Education empowers patients with tangible knowledge and strengthens their relationship with healthcare services by increasing their involvement with their own care. The importance of patient education in preoperative care is indisputable, with current literature highlighting its role in reducing anxiety and improving patient compliance (33). The advent of digital technology and integrations with telehealth and virtual reality (VR) platforms has transformed this area. VR platforms offer an immersive educational experience by simulating the surgical environment. This not only familiarizes patients with the procedure but also reduces preoperative anxiety (33). Additionally, mobile applications are becoming increasingly sophisticated, offering interactive features such as real-time chat support, video tutorials, and symptom tracking (34). These platforms also enable the dissemination of patient-specific educational content tailored to individual needs and preferences.

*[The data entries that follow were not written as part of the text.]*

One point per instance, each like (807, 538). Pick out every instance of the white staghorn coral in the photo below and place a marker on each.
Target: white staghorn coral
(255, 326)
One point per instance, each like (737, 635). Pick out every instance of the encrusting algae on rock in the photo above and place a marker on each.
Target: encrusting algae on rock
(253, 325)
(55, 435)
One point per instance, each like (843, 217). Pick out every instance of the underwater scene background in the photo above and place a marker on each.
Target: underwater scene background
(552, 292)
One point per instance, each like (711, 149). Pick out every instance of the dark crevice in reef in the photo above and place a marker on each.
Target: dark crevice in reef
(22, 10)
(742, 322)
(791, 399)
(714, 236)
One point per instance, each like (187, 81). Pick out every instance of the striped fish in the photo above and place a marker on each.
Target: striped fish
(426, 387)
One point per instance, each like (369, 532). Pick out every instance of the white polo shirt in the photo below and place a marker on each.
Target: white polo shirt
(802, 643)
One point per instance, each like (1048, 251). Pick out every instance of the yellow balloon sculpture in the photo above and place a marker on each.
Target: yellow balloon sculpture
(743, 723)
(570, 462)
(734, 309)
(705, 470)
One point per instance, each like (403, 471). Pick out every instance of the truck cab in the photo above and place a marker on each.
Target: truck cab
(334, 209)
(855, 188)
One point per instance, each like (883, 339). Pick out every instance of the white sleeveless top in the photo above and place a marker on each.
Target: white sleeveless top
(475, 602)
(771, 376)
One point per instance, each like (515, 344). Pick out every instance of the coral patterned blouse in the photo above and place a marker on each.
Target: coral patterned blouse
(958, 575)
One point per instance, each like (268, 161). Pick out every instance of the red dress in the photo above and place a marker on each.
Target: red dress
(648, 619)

Genetics/epigenetic profiling

The development of non-invasive markers to aid in the identification and subsequent risk stratification of malignant lesions is of urgent priority (35). (Epi)genetic profiling involves utilizing genetic and epigenetic markers to identify and differentiate between lesions that may lack specific biomarkers and present with indistinct phenotype (36). These techniques are finding increasing application in the clinical setting, including in that of perioperative care. In 2022, Meagher et al. (36) analyzed clinicopathologic and gene-expression data from patients during the preoperative period to identify prognostic and diagnostic features of ovarian lesions. They found significant associations between specific gene expression and overall survival, and were able to identify receptor subtypes that could be subsequently targeted with adjuvant treatment in 26% of patients with mucinous ovarian carcinoma. Epigenetic analyses have also been implemented to predict the risk of premalignant progression in breast lesions, providing clinicians and patients alike with important information that can help them make an informed decision and avoid under- or overtreatment (37). Issues regarding data privacy with (epi)genetic analyses is a developing subject. As these technologies improve, careful oversight will be necessary to ensure that practical applications do not undermine the medical integrity.

Technological integration

Ongoing technological innovations and integrations (Figure 2) are both exciting and challenging. Preoperative care is rapidly evolving due to technological advances and an expanding understanding of patient needs. AI, VR and augmented reality (AR) technologies, telehealth, three-dimensional (3D) printing, and virtual surgical planning (VSP) leverage rapidly developing computing powers to capture, process, and present crucial information to patients and clinicians alike (2,33,34). AI and AI-integrated technologies have undergone unprecedented expansion within surgical care in recent years. However, concerns regarding data quality, privacy, and ethical considerations currently hinder widespread integration into patient management strategies (38).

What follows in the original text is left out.